CAREER: Neural mechanisms underlying optimal performance

职业：最佳表现背后的神经机制

• 批准号: 2238247
• 负责人: Luca Mazzucato
• 金额: $ 60万
• 依托单位: University of Oregon Eugene
• 依托单位国家: 美国
• 项目类别: Continuing Grant
• 财政年份: 2023
• 资助国家: 美国
• 起止时间: 2023-10-01 至 2028-09-30
• 项目状态: 未结题
• 来源: https://www.nsf.gov/awardsearch/showAward?AWD_ID=2238247&HistoricalAwards=false
• 关键词: CAREER; Neural; mechanisms; underlying; optimal

In cognitively demanding tasks, such as writing an essay or solving a puzzle, task performance fluctuates depending on one's level of stress or arousal. Performance is poor in low arousal (tired) or high arousal (agitated) states, and reaches an optimum at an intermediate arousal level, colloquially described as being “in the zone”. Although this phenomenon has been extensively investigated in both humans and other species, it is still unknown how the brain achieves its peak performance.

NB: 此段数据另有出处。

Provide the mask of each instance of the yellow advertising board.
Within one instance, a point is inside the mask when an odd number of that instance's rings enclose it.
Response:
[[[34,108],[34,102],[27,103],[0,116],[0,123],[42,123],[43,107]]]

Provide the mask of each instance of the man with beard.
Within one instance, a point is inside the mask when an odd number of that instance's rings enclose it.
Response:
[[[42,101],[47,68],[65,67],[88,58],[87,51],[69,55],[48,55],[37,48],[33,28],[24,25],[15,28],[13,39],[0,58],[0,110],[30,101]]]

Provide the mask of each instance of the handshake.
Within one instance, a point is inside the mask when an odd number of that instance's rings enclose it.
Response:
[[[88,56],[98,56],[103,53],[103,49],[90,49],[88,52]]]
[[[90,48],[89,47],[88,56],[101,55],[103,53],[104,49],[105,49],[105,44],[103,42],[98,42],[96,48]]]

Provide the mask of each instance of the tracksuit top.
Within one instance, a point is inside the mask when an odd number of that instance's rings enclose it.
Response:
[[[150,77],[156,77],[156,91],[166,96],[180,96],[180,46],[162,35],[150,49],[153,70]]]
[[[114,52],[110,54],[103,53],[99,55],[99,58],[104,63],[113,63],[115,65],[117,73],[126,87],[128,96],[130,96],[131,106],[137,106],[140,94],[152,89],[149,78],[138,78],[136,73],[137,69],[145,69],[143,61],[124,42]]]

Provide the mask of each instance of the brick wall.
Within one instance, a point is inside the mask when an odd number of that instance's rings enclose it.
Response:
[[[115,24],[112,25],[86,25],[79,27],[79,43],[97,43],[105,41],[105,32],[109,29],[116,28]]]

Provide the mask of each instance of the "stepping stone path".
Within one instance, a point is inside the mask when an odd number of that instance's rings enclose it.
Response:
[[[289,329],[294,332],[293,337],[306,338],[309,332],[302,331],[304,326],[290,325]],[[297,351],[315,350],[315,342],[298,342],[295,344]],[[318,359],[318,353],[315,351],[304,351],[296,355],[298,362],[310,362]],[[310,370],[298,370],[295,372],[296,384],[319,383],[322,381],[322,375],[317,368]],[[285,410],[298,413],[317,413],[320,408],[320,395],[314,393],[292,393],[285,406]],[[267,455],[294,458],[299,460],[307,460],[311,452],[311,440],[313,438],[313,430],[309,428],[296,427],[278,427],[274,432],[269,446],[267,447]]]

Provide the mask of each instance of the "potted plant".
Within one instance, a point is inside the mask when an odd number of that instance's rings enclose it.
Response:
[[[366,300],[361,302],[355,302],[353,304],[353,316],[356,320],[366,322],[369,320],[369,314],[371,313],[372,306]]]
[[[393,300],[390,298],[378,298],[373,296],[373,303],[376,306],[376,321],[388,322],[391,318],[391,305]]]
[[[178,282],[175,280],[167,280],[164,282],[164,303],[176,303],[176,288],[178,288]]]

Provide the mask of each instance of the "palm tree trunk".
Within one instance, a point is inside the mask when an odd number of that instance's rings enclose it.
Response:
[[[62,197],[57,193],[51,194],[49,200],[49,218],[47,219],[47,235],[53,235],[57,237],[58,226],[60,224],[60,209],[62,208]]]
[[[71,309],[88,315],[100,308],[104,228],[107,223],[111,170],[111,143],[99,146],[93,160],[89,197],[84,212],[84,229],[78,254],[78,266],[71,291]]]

The goal of this project is to identify the computational principles underlying how optimal performance states are achieved and maintained by the brain. Combining insights from models of behavior and neural data in animals with artificial neural networks, this project seeks to explain how cortical circuits can regulate their own dynamical properties to optimize information processing.The Yerkes-Dodson inverted-U law of psychophysics describes the relationship between cognitive task performance and an animal's state of arousal, with best performance occurring at intermediate arousal levels. This project seeks to understand the neural mechanisms that enable flexibility and optimality in cognitive performance and whether these mechanisms can be harnessed by AI systems, working from the hypothesis that the intrinsic variability produced by neural circuits is harnessed and modulated to flexibly adapt the way they process information and generate behavior. The project will proceed along three main directions. First, it will examine the behavioral signatures of optimal and suboptimal performance states during sensory discrimination as well as naturalistic foraging, and their relationship to an animal’s arousal level and movements. Second, it will elucidate how optimal performance states arise from the collective activity of populations of cortical neurons. Third, the insights obtained from biological circuits will inform the design of brain-inspired artificial neural networks capable of learning to achieve multi-tasking in a robust, fast, and efficient way. Research, education, and outreach goals will be integrated through a novel scientific communication program conveying concepts from neuroscience and artificial intelligence through web-based comics.This award reflects NSF's statutory mission and has been deemed worthy of support through evaluation using the Foundation's intellectual merit and broader impacts review criteria.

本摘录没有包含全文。